I have configured my Web application to use Azure Auth logon. Everything works fine and users can logon if they're not already logged on to Azure.

My issue is that when a user is already logged into Azure of Office 365 and they browse to my site, they get this error below. I understand what the error means, but I want to know if there is a way to redirect to another URL (on my site) if this issue occurs. Here is that error:

This is my startup code for configuring OpenId Auth:

app.UseOpenIdConnectAuthentication(new OpenIdConnectAuthenticationOptions {
    ClientId = Configuration.clientID,
        Authority = authenticationAuthority,
        PostLogoutRedirectUri = Configuration.logoutRedirectURL,
        Notifications = new OpenIdConnectAuthenticationNotifications {
            AuthenticationFailed = context => {
                context.HandleResponse();
                context.Response.Redirect("/Unauthorised.aspx?message=" + context.Exception.Message);
                return Task.FromResult(0);
            }
        }
});

There are a couple of ways around this, depending on your scenario.

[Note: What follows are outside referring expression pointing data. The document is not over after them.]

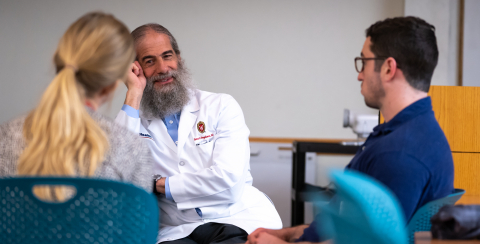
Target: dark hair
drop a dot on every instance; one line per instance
(140, 31)
(411, 42)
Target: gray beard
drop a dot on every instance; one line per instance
(157, 103)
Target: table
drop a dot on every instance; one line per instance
(425, 237)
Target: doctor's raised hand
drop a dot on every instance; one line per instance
(135, 83)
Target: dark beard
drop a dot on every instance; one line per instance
(169, 98)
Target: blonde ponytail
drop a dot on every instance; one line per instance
(61, 137)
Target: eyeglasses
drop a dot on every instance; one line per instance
(360, 62)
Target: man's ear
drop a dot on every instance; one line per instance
(389, 69)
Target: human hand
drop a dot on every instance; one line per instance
(263, 237)
(254, 236)
(135, 83)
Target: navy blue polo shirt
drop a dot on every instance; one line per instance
(410, 155)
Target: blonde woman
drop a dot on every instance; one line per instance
(63, 136)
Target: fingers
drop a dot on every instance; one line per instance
(135, 68)
(140, 70)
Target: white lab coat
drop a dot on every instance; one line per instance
(209, 170)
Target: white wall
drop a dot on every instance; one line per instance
(471, 45)
(288, 63)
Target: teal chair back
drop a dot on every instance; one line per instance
(421, 219)
(364, 211)
(101, 211)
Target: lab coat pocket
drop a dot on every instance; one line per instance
(205, 151)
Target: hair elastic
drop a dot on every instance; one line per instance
(71, 67)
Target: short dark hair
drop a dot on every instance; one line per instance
(140, 31)
(411, 42)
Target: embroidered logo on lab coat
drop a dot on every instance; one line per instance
(201, 127)
(203, 139)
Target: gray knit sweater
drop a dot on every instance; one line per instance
(128, 158)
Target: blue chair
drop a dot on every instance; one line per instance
(364, 211)
(421, 219)
(101, 211)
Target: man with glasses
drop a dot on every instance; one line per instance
(409, 153)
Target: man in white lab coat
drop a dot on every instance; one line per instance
(199, 142)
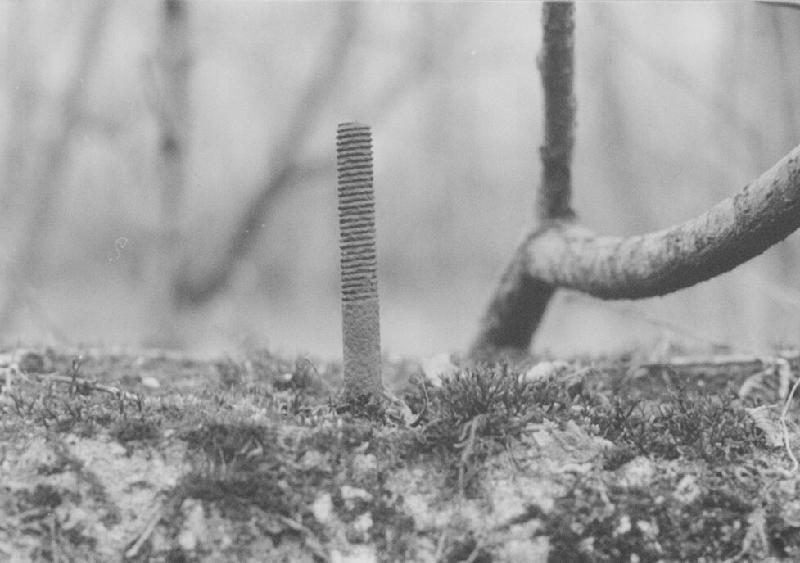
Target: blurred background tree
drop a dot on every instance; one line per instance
(679, 106)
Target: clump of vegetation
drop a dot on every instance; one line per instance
(596, 521)
(478, 410)
(685, 424)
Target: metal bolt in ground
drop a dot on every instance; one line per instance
(360, 318)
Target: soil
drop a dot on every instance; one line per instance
(157, 457)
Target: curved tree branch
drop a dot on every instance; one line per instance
(562, 254)
(565, 255)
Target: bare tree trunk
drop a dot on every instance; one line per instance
(562, 254)
(52, 164)
(171, 74)
(283, 163)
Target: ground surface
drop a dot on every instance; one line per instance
(257, 458)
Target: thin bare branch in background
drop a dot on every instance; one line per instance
(520, 300)
(172, 107)
(52, 162)
(283, 162)
(562, 254)
(20, 106)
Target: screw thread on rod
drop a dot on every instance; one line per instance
(360, 316)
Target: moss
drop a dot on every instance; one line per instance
(684, 424)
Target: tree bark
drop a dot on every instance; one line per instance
(560, 253)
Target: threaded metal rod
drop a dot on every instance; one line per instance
(360, 317)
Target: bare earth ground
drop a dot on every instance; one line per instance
(142, 457)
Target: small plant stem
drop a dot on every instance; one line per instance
(360, 316)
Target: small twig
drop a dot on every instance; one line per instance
(784, 428)
(152, 522)
(85, 384)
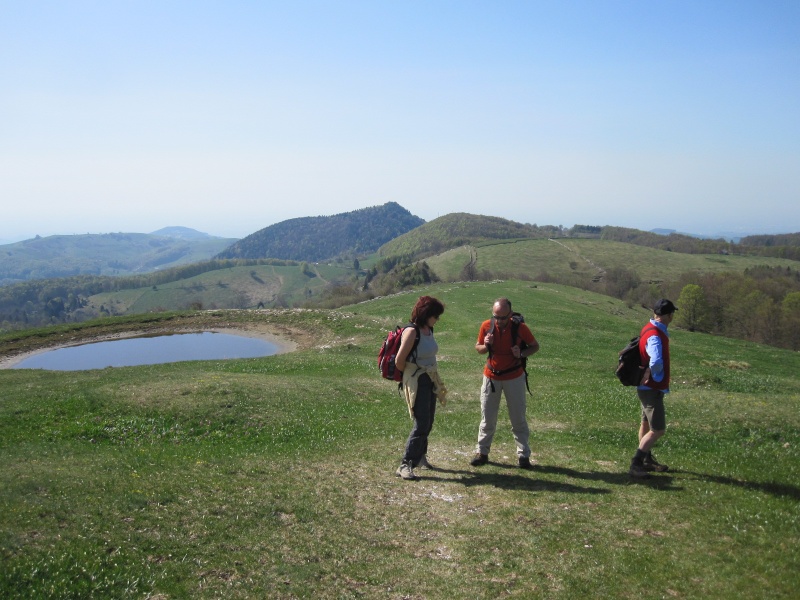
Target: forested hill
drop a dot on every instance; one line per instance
(359, 232)
(779, 246)
(105, 254)
(457, 229)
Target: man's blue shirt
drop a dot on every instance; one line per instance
(654, 350)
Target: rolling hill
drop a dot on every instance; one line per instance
(355, 233)
(105, 254)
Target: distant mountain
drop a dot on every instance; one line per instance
(359, 232)
(457, 229)
(105, 254)
(182, 233)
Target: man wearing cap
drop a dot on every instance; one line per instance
(653, 352)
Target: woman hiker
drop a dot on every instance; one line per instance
(421, 382)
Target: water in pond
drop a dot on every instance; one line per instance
(149, 351)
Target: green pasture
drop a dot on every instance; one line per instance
(236, 287)
(582, 259)
(274, 477)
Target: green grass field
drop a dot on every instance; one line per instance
(274, 477)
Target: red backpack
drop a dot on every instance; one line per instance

If you want to authenticate them using their existing credentials, you can enable multi-tenant support in your application's registration. This will allow an external user to authenticate with your application using their own AAD credentials rather than one in your AAD tenant.

If you need to force them to reauthenticate using your credentials, you can add prompt=login to your initial Authorization URI (https://login.microsoft.com/{tenant}/oauth/authorize?...&prompt=login). This will force the user to authenticate against your application, even if they already have an active authentication cookie (in most cases "authenticate" here simply means that the user will need to select an account from a list, not re-enter id & password).